Time ... for a Masterclass
Before the Times Masterclass on getting published with Ella Wakatama and Clare Conville, I'd decided it was the last writing course I would attend this year. In fact, I told my husband it was the last course I was ever going to attend.
I've had some fab advice, met great people and ate some amazing lunches at writing courses over the years. BUT I don't want to fall into the trap of constantly writing about writing; or get caught in the cycle of attending course after course.
I've been writing a business book this year and the difference in my approach has been stark. As a former journalist and PR, I'm comfortable writing facts, summarising interviews and providing examples. I'm confident in my research and know my voice.

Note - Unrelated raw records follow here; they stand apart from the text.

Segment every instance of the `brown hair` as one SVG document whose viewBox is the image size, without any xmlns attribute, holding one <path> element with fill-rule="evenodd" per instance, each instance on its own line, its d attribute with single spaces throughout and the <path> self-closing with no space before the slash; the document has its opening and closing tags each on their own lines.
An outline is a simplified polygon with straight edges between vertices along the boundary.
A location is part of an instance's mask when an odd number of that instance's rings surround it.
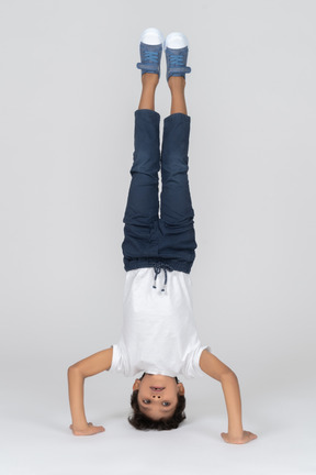
<svg viewBox="0 0 316 475">
<path fill-rule="evenodd" d="M 138 405 L 138 390 L 134 390 L 131 396 L 131 406 L 133 415 L 128 417 L 128 422 L 138 430 L 171 430 L 177 429 L 179 424 L 185 419 L 185 397 L 178 395 L 178 404 L 173 415 L 168 419 L 154 420 L 145 416 Z"/>
</svg>

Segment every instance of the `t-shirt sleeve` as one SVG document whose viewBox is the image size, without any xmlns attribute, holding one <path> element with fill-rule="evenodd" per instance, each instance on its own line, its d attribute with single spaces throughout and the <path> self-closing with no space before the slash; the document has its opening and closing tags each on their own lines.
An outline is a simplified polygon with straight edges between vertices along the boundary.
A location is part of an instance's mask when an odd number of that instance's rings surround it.
<svg viewBox="0 0 316 475">
<path fill-rule="evenodd" d="M 109 369 L 111 373 L 125 373 L 125 357 L 122 347 L 119 344 L 112 345 L 113 347 L 113 356 L 112 364 Z"/>
<path fill-rule="evenodd" d="M 198 346 L 191 353 L 188 353 L 181 374 L 187 378 L 193 378 L 199 376 L 205 376 L 205 373 L 200 367 L 200 358 L 203 350 L 206 350 L 211 353 L 210 346 Z"/>
</svg>

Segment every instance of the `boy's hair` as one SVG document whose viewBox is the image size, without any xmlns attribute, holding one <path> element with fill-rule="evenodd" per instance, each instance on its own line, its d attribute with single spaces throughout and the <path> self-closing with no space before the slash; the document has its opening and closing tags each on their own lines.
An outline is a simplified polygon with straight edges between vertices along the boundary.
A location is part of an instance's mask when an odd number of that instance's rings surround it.
<svg viewBox="0 0 316 475">
<path fill-rule="evenodd" d="M 134 390 L 131 396 L 131 406 L 133 408 L 133 415 L 128 417 L 128 422 L 138 430 L 171 430 L 177 429 L 179 424 L 185 419 L 185 397 L 178 396 L 178 404 L 173 415 L 169 419 L 154 420 L 145 416 L 138 405 L 138 389 Z"/>
</svg>

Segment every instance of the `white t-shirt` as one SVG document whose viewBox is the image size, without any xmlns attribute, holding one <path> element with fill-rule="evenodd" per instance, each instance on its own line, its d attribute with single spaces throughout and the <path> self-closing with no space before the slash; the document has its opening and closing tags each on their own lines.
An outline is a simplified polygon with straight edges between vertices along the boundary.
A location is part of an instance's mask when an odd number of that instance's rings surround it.
<svg viewBox="0 0 316 475">
<path fill-rule="evenodd" d="M 113 345 L 110 371 L 134 376 L 139 372 L 166 376 L 201 376 L 203 350 L 192 312 L 189 274 L 167 272 L 166 291 L 161 291 L 165 272 L 153 288 L 154 268 L 126 273 L 123 330 Z"/>
</svg>

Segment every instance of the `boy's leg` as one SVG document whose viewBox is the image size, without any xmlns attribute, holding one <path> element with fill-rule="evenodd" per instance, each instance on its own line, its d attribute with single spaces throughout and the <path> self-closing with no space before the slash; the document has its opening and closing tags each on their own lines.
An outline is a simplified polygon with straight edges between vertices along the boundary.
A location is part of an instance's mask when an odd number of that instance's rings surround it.
<svg viewBox="0 0 316 475">
<path fill-rule="evenodd" d="M 123 254 L 125 269 L 131 262 L 157 254 L 154 229 L 158 220 L 158 172 L 160 167 L 159 121 L 155 112 L 157 74 L 142 76 L 143 90 L 135 112 L 134 162 L 124 214 Z"/>
<path fill-rule="evenodd" d="M 185 262 L 187 272 L 193 264 L 196 248 L 189 179 L 188 150 L 190 117 L 187 115 L 184 77 L 170 77 L 171 115 L 165 119 L 161 153 L 161 239 L 163 257 Z"/>
</svg>

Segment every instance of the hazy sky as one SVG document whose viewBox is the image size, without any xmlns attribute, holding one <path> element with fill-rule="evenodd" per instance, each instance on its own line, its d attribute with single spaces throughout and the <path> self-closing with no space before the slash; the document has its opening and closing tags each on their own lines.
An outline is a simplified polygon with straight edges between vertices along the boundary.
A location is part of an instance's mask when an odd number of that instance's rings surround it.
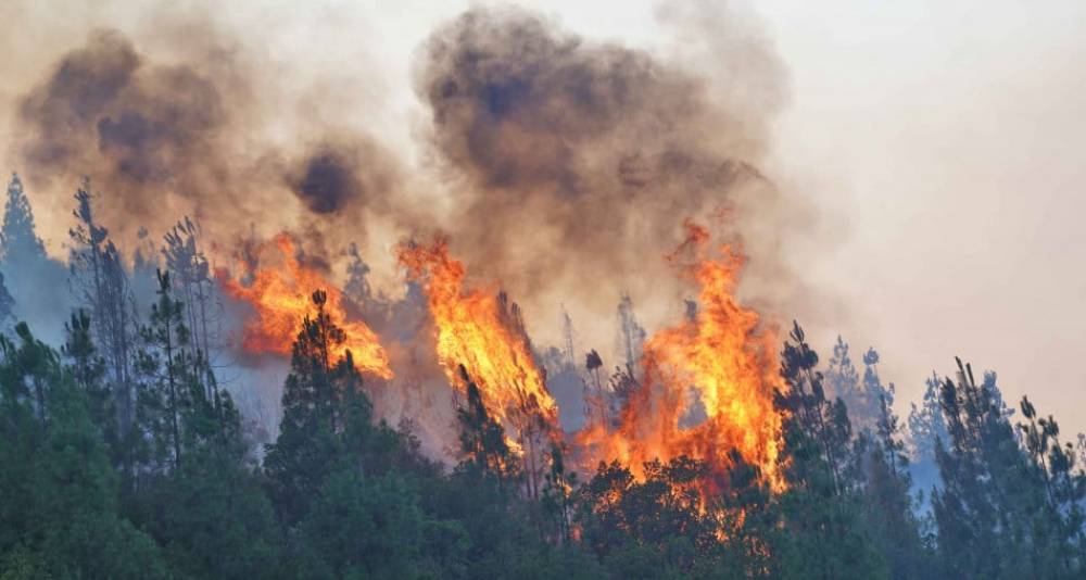
<svg viewBox="0 0 1086 580">
<path fill-rule="evenodd" d="M 594 38 L 654 47 L 664 35 L 657 15 L 667 8 L 651 1 L 522 3 Z M 412 53 L 470 4 L 276 4 L 223 10 L 296 16 L 283 28 L 295 50 L 377 67 L 370 88 L 388 111 L 379 133 L 409 149 L 421 110 Z M 1086 3 L 746 5 L 790 75 L 768 174 L 822 216 L 819 251 L 797 251 L 805 263 L 795 266 L 839 297 L 787 315 L 817 321 L 809 331 L 826 357 L 838 331 L 857 351 L 875 345 L 899 401 L 915 400 L 933 368 L 950 373 L 958 354 L 997 370 L 1010 401 L 1028 393 L 1064 431 L 1086 429 L 1086 379 L 1073 366 L 1086 355 Z M 86 9 L 88 22 L 124 14 L 111 10 Z M 83 39 L 75 24 L 51 30 L 75 35 L 73 46 Z M 339 46 L 351 42 L 356 50 Z M 66 214 L 40 212 L 46 224 Z"/>
</svg>

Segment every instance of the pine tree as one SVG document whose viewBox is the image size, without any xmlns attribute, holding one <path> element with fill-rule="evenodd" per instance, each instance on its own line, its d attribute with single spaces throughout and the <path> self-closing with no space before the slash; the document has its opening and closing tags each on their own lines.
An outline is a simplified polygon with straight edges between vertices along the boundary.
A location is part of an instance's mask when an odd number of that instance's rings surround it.
<svg viewBox="0 0 1086 580">
<path fill-rule="evenodd" d="M 126 486 L 135 478 L 138 433 L 132 365 L 137 317 L 128 274 L 121 252 L 109 239 L 109 230 L 94 219 L 89 181 L 75 194 L 76 226 L 68 230 L 72 286 L 77 300 L 89 312 L 93 339 L 105 362 L 106 379 L 117 412 L 117 432 L 123 445 Z"/>
<path fill-rule="evenodd" d="M 346 456 L 343 433 L 350 394 L 361 392 L 362 378 L 350 354 L 332 361 L 331 348 L 344 340 L 343 330 L 325 312 L 327 294 L 313 294 L 316 315 L 303 320 L 291 354 L 291 373 L 282 394 L 279 438 L 264 461 L 272 496 L 280 517 L 299 521 L 307 512 L 336 464 Z M 369 403 L 356 400 L 366 415 Z"/>
<path fill-rule="evenodd" d="M 779 466 L 790 486 L 779 497 L 783 526 L 770 538 L 782 578 L 873 578 L 886 566 L 860 526 L 861 480 L 847 407 L 830 402 L 818 354 L 793 324 L 781 353 L 787 390 L 776 393 L 786 413 Z"/>
<path fill-rule="evenodd" d="M 1050 546 L 1031 538 L 1031 522 L 1045 510 L 1044 489 L 1028 472 L 1026 456 L 1007 419 L 995 375 L 977 384 L 958 360 L 958 379 L 943 382 L 948 440 L 936 459 L 943 488 L 932 496 L 945 572 L 956 578 L 1055 578 L 1038 569 Z M 1034 542 L 1040 541 L 1039 544 Z"/>
<path fill-rule="evenodd" d="M 18 344 L 0 337 L 0 563 L 55 578 L 165 578 L 157 546 L 118 517 L 84 392 L 56 352 L 17 330 Z"/>
<path fill-rule="evenodd" d="M 23 181 L 12 174 L 0 225 L 0 263 L 25 264 L 45 257 L 46 247 L 35 231 L 34 211 L 23 191 Z"/>
</svg>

All that certainty melts like ice when I turn to my fiction.
As a master prevaricator (blame my Libran indecisive tendencies if you're an astrology fan) I could spend year after year trying to hone not only my craft but my novel. It may end up making it better but it will also end up ensuring it languishes in a drawer forevermore. There's always another course; another edit; another beta reader...until you decide that there isn't.
In a touch of delicious serendipity or in the spirit of self-fulfilling prophecy, some of the main takeaways from Clare and Ella's fab masterclass were:
BE CONFIDENT IN YOUR DECISIONS
CREATE YOUR WORK
One attendee asked about the process of submitting the first three chapters. Namely, if those chapters weren't being successful, when would you rewrite them? It was clear Ella and Clare were bemused. How could you have such little faith in your work that you'd consider rewriting rather than ploughing ahead with sending your chapters to more agents until you found the one that did like them?
Likewise, a question about including more than one approach in a non-fiction proposal was met with the response that you, the writer, have to pick an approach. You're not providing a buffet.
Be decisive. Know what you are trying to say.
But that isn't an excuse to be self-indulgent. Faulkner's instruction remains fundamental - Kill your darlings.
Then fight for their pared-down offspring with integrity and belief. It's time to step into the fray.